Dr. Vivian Robinson comment for whoever remembers math - culprit was in 1/(1+ε) ≠ 1-ε :

Dr. Vivian Robinson: “I have a printed and updated version in an Institute of Physics (UK) Journal. You can view it at:

https://doi.org/10.1088/2399-6528/abee2f

It is worth pointing out that Einstein derived the term 1/(1+alpha/r). He approximated it to (1 — alpha/r). Within the solar system, that is a valid approximation when alpha/r is less than 10^–6 and experimental accuracy is less than 1 in 1000. When Schwarzschild derived his metric, he continued that approximation as he derived the term (1 — alpha/R), where R = cube root [(r³ + alpha³)]. When r = 0, R = alpha, so (1 — alpha/R) only goes to zero at r = 0. The inverse, 1/(1 — alpha/R) only goes to infinity at r = 0. If you look at equation (29) in my above referenced paper, which is an exact solution to Einstein’s field equations, you will find it also gives an infinity at r = 0. For r >> alpha, as applies in our solar system, Schwarzschild’s solutions give the same result as obtained from Einstein’s calculations.
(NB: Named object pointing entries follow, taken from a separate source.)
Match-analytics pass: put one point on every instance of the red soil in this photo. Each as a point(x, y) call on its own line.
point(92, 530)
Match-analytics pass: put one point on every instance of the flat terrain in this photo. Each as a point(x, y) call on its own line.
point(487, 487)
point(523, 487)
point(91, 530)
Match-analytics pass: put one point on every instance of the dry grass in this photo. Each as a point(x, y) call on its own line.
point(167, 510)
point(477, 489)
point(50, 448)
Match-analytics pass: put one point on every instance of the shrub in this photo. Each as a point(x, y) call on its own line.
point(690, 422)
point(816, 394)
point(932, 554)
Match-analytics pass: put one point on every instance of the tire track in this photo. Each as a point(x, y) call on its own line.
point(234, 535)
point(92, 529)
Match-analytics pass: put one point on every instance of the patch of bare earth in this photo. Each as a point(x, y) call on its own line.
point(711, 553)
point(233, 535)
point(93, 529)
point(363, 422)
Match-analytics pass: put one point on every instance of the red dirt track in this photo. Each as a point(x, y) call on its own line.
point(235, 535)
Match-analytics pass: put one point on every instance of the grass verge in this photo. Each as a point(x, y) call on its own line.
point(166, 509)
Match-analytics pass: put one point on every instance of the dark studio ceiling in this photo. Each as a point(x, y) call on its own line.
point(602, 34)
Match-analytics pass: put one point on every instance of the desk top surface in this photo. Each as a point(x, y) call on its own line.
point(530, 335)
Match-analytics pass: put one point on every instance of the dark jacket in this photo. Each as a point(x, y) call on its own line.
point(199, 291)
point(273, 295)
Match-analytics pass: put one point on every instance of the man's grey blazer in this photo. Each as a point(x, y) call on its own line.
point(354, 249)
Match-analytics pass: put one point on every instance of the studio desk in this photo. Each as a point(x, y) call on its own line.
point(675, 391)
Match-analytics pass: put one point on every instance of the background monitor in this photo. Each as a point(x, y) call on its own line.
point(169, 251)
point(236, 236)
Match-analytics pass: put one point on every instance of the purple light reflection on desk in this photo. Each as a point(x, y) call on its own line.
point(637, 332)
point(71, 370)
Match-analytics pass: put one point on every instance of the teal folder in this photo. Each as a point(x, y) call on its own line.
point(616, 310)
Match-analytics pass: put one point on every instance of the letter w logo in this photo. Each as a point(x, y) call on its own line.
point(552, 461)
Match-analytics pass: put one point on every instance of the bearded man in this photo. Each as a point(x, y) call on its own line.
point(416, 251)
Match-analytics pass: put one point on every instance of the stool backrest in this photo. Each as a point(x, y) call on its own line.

There was no need for Einstein to find fault in the mathematics.

Those who followed Schwarzschild replaced R with r. There was no justification in mathematics or physics for that change. It was that move that gave rise to 1/(1 — alpha/r) term that predicts the singularity at r = alpha. That is a simple mathematical error for which there is no justification. It makes me wonder if any of the cosmologists who rave on about black holes ever read either Schwarzschild’s solution or Einstein’s derivations of his field equations. Singularities at r = alpha can’t be derived from either Einstein’s field equations or Schwarzschild’s solution.”